Ждать этого пришлось больше года. Но вот наконец после тяжелых боев и дорого обошедшегося подкрепления, прибывшего из Англии, путь был свободен. Этому во многом поспособствовали войска бургиньонов, которые 23 мая 1430 года схватили Жанну д'Арк во время стычки под стенами осажденного Компьеня. Несколько раз она пыталась бежать из тюрьмы, но каждый раз ее успевали схватить. В итоге ее продали англичанам, и оккупанты, действуя как партизаны и желая отомстить этой женщине за многолетние унижения, пытали ее как еретичку. Через год после того, как Жанну схватили, 31 мая 1431 года ее сожгли на костре на рыночной площади Руана. Прах собрали и выбросили в Сену.

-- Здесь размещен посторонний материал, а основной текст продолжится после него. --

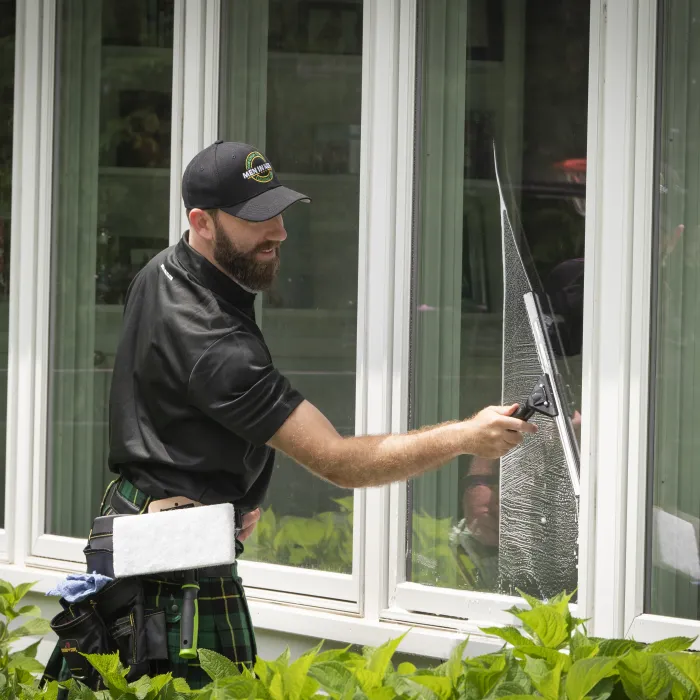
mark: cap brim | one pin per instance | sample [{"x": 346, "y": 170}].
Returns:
[{"x": 266, "y": 205}]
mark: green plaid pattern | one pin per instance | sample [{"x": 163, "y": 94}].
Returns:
[{"x": 225, "y": 625}]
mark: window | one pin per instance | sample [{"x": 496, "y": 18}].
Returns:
[
  {"x": 673, "y": 516},
  {"x": 291, "y": 79},
  {"x": 7, "y": 85},
  {"x": 110, "y": 215},
  {"x": 513, "y": 74}
]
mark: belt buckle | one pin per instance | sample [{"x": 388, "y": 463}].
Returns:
[{"x": 171, "y": 504}]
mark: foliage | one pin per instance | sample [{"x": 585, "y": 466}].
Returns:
[
  {"x": 433, "y": 562},
  {"x": 323, "y": 541},
  {"x": 548, "y": 654},
  {"x": 19, "y": 625}
]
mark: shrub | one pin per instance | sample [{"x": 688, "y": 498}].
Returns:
[{"x": 549, "y": 655}]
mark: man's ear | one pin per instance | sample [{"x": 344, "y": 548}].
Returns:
[{"x": 201, "y": 223}]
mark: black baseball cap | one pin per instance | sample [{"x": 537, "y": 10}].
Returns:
[{"x": 237, "y": 179}]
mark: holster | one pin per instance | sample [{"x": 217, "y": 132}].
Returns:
[{"x": 113, "y": 620}]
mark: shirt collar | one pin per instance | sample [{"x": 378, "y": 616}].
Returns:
[{"x": 211, "y": 277}]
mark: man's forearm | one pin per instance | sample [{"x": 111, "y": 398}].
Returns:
[
  {"x": 308, "y": 437},
  {"x": 358, "y": 462}
]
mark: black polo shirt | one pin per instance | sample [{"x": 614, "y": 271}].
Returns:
[{"x": 194, "y": 394}]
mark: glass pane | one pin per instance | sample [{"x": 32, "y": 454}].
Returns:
[
  {"x": 291, "y": 86},
  {"x": 7, "y": 103},
  {"x": 673, "y": 518},
  {"x": 111, "y": 204},
  {"x": 513, "y": 74}
]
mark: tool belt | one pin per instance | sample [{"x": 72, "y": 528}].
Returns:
[{"x": 115, "y": 619}]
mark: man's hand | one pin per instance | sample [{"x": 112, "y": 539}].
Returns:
[
  {"x": 309, "y": 438},
  {"x": 250, "y": 520},
  {"x": 493, "y": 432}
]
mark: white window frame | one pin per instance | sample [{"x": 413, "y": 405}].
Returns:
[
  {"x": 643, "y": 626},
  {"x": 408, "y": 600},
  {"x": 376, "y": 601}
]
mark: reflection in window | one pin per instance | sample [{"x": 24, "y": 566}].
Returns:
[
  {"x": 291, "y": 86},
  {"x": 7, "y": 89},
  {"x": 111, "y": 205},
  {"x": 516, "y": 73},
  {"x": 673, "y": 517}
]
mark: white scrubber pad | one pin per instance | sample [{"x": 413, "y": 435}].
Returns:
[{"x": 175, "y": 540}]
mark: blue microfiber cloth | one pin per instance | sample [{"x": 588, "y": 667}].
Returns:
[{"x": 77, "y": 587}]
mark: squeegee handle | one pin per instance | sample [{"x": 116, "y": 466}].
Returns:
[
  {"x": 189, "y": 621},
  {"x": 523, "y": 412}
]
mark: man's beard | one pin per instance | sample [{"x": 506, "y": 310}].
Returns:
[{"x": 243, "y": 267}]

В начале декабря Генрих отправился на северо-восток в сторону Парижа. Провести коронацию в Реймсе все еще было нельзя, но можно было перенести ее в собор Нотр-Дам, где во всем великолепии могла бы собраться англо-бургундская Франция. Король въехал в город под огромным лазурным балдахином, украшенным французскими лилиями, и проследовал по грязным городским улицам, которые предусмотрительно выложили льняными полотнищами. Одна из улиц превратилась в реку из вина, в которой плескались русалки, а на уличной сцене горожане в соответствующих костюмах играли рождественские сценки. Собравшаяся толпа могла утолить жажду молоком или вином, которые текли из гигантской лилии. В Шатле (месте заседания правительства на правом берегу Сены) перед Генрихом развернулось пышное представление: на сцене, украшенной золотом, гобеленами и двойным гербом Англии и Франции, посередине восседал некто похожий на короля в красном капюшоне. Актеры, изображавшие герцога Бедфорда и герцога Бургундского, протягивали ему английские и французские гербы и различные документы, которые должны были продемонстрировать «правомочность» короля[75]. Даже самым скептически настроенным зрителям представление показалось веселым и уместным. Но в разгар веселья нашлось место и для слез. В город прибыла Изабелла Баварская, вдова безумного Карла VI, бабушка юного короля и мать дофина. Она остановилась в Отель Сен-Поль, и, по словам очевидца, «когда она приблизилась к сыну своей дочери, молодому Генриху, он сразу же снял красный капюшон и поприветствовал ее, она же немедленно кротко поклонилась ему и отвернулась в слезах»[76].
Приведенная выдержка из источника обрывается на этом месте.